Visual Model Interpretability for Telco Churn in Cloudera Data Science Workbench

by Michael Gregory

Posted in Technical | June 06, 2019 8 min read

Disclaimer: the scenario below is hypothetical. Any similarity to any specific telecommunications company is purely coincidental.

Although we use the example of a telecommunications company the following applies to every organization with customers or voluntary stakeholders.

Introduction

Imagine that you are a Chief Data Officer at a major telecommunications provider and the CEO has asked you to overhaul the existing customer churn analytics. The current process relies on manual export of data from dozens of data sources including ERP, CRM, and Call Detail Record (CDR) databases onto a user’s PC. The data is then manually collated into a massive spreadsheet which is copied and sent to ten different department heads, each of which does their own analysis based on the products and services they provide. The spreadsheet takes 15 minutes to open on their laptops but… it works. Recently the Chief Marketing Officer decided he needed a holistic view and bought an expensive, off-the-shelf software package including a pre-trained model to analyze the whole dataset.

The Problem

After many years of operating in this way the marketing intern who had been collating the data into that spreadsheet is ready to graduate. The programs and campaigns haven’t had a noticeable impact on overall churn and the Chief Information Officer is being asked tough questions about ROI. In addition, the newly appointed Data Protection Officer has sent official memos stating that the current practices leave the company at considerable risk of violating numerous government regulations relating to data privacy and acceptable use. More importantly you, as Chief Data Officer, receive an email from the CMO who has recently spent an inordinate amount of money on a post-mortem analysis with churned customers. The results can be summarized by one former customer’s comment:

“I switched carriers months ago and I have just now received an email, three phone calls, and four text messages from your company, each one offering me a different new feature for my upcoming renewal. Upcoming renewal?! I changed carriers months ago and none of the features they offered had anything to do with it. In any case, I’d like you to stop marketing to me, stop calling me, and erase all of my data.”
Anonymous Customer

The problem is clear. The existing process is too slow, too inaccurate, not holistic, leaves the business at considerable risk and relies on one person’s undocumented, manual work. Your palms are literally sweating at the idea of cleaning hundreds of historical spreadsheets on dozens of laptops and home directories… and those are just the ones you know about. Oh, and then there are all the source databases too.

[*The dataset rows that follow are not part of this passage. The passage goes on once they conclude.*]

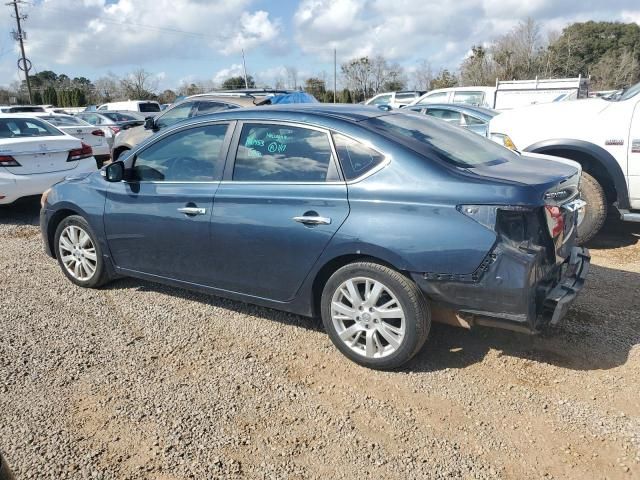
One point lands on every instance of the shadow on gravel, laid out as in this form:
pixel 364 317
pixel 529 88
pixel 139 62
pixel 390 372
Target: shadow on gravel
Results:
pixel 214 301
pixel 597 334
pixel 615 233
pixel 25 211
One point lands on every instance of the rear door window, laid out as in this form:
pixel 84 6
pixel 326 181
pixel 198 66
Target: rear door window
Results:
pixel 190 155
pixel 356 159
pixel 282 153
pixel 440 97
pixel 471 98
pixel 148 107
pixel 176 114
pixel 212 107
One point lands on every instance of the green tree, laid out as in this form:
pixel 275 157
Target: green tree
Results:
pixel 444 79
pixel 316 87
pixel 345 96
pixel 50 96
pixel 233 83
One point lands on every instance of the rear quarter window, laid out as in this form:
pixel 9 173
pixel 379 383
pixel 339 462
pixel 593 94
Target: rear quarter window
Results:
pixel 356 159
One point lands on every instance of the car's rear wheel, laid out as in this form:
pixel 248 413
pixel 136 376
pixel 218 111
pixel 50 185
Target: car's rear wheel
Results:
pixel 592 218
pixel 78 253
pixel 374 315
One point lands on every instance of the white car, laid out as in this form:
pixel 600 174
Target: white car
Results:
pixel 99 139
pixel 603 135
pixel 142 106
pixel 34 155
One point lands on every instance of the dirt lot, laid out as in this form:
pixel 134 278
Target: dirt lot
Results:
pixel 143 381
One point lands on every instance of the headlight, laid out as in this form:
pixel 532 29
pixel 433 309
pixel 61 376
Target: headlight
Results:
pixel 44 197
pixel 503 140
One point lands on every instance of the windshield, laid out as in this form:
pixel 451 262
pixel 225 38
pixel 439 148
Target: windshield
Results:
pixel 149 107
pixel 67 121
pixel 625 94
pixel 432 137
pixel 26 127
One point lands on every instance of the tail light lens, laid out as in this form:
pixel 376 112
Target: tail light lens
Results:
pixel 555 220
pixel 79 153
pixel 8 161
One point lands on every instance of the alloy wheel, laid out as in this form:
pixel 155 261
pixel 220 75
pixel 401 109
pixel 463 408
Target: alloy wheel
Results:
pixel 368 317
pixel 78 253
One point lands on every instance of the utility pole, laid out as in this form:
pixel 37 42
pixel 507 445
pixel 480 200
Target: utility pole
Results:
pixel 335 76
pixel 20 37
pixel 244 65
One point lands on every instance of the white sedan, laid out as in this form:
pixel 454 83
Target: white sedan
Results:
pixel 99 139
pixel 34 155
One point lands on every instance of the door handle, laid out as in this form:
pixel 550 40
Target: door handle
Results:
pixel 192 211
pixel 312 220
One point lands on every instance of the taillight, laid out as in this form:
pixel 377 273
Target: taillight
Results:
pixel 8 161
pixel 555 220
pixel 79 153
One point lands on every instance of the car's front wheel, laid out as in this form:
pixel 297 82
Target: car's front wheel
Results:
pixel 592 217
pixel 78 253
pixel 374 315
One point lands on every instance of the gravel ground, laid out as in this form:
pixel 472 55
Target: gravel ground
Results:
pixel 143 381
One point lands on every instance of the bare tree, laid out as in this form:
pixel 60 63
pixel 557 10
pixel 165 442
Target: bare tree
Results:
pixel 139 85
pixel 422 76
pixel 292 77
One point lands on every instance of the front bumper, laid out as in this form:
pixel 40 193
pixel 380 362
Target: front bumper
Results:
pixel 513 288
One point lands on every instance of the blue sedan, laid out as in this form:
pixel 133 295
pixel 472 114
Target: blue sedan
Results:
pixel 375 221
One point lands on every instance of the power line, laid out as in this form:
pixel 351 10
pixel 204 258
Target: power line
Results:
pixel 20 35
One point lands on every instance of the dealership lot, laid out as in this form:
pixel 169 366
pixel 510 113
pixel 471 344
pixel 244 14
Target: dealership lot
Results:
pixel 144 381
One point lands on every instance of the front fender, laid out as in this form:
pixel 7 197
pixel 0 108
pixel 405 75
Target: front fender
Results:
pixel 603 158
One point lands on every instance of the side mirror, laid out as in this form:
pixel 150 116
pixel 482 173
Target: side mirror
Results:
pixel 114 172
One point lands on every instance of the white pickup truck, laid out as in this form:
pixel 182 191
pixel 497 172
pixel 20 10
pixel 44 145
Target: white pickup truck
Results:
pixel 603 135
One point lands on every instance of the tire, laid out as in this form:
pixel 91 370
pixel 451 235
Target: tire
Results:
pixel 117 153
pixel 596 210
pixel 70 241
pixel 379 338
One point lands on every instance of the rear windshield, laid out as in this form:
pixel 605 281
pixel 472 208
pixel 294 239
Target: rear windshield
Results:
pixel 26 127
pixel 120 117
pixel 149 107
pixel 23 109
pixel 66 121
pixel 432 137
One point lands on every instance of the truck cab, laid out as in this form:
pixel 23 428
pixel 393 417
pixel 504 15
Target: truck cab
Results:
pixel 602 134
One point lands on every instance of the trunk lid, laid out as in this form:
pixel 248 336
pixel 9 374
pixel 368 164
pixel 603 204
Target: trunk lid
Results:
pixel 85 134
pixel 40 154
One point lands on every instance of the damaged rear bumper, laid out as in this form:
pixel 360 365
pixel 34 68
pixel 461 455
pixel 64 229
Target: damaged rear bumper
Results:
pixel 513 288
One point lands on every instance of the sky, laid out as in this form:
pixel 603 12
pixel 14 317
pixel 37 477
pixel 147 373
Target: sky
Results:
pixel 182 41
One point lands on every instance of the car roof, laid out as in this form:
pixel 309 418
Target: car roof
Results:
pixel 298 112
pixel 458 107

“Hell hath no fury like an angry CDO.”
Anonymous IT Manager

The Solution

While the specific resolution is not obvious, you realize that the problem has been solved in similar domains using modern platforms and machine learning techniques. As you research options, you realize that the solution must be built around the core concepts of Speed and Agility with the following building blocks:

Open Source: Anything (whether it is a single employee or a consultant or OEM software provider) that doesn’t allow your organization to OWN your data, your algorithms, and your models will eventually leave you blind. (By “own,” you understand not only the intellectual property rights but also have an intimate knowledge of the inner workings and capabilities.) Although you may need to rely on outside advice for building these capabilities initially, your team must have an intimate knowledge of the data and models to truly own your future. Additionally, open source software and libraries allow for rapid innovation and continuous development of your ability to meet your customers’ needs.
Near-Real-Time: Monthly, manual updates of churn data are much too slow to really meet the needs of the business. Any processes and platforms used in this solution must enable the team’s ability to rapidly move through the workflow of data acquisition, visualization, model training, testing, deployment, and monitoring. Stale data and models are more insidious than none at all, since they give the false impression that an organization is making decisions based on timely insights.
Governance and Lineage: Similar to the dangers of stale data, the organization faces real risks if it cannot understand what data is being used to make decisions. Rather than manually-curated copies of data, the solution must have a centralized single-point-of-truth that is used by all stakeholders to make decisions. Data stewards will ingest, clean and curate data in a central location while keeping track of versions, validity and other aspects of the data lifecycle.
Secure and Auditable: Good governance, security and auditability are the vital foundations of rapid innovation with data. A data platform which lacks these enterprise-grade capabilities will eventually be shut down for not meeting regulatory compliance requirements.
Interpretability: You’ve read the Interpretability report from Cloudera Fast Forward Labs and you know that many machine learning models can be “black boxes” which are nearly impossible to explain. Lacking clarity as to why a model has made a prediction, the business faces the real risk of making bad decisions. At best, the marketing and sales teams may recommend the wrong cross-sell or up-sell options to a customer. At worst, the company could spend tens of millions of dollars on an ill-advised campaign. Additionally, the Risk and Compliance team have warned you that Article 22 of the European Union’s General Data Protection Regulation (GDPR) stipulates that – among other things – ML models should be easily interpretable.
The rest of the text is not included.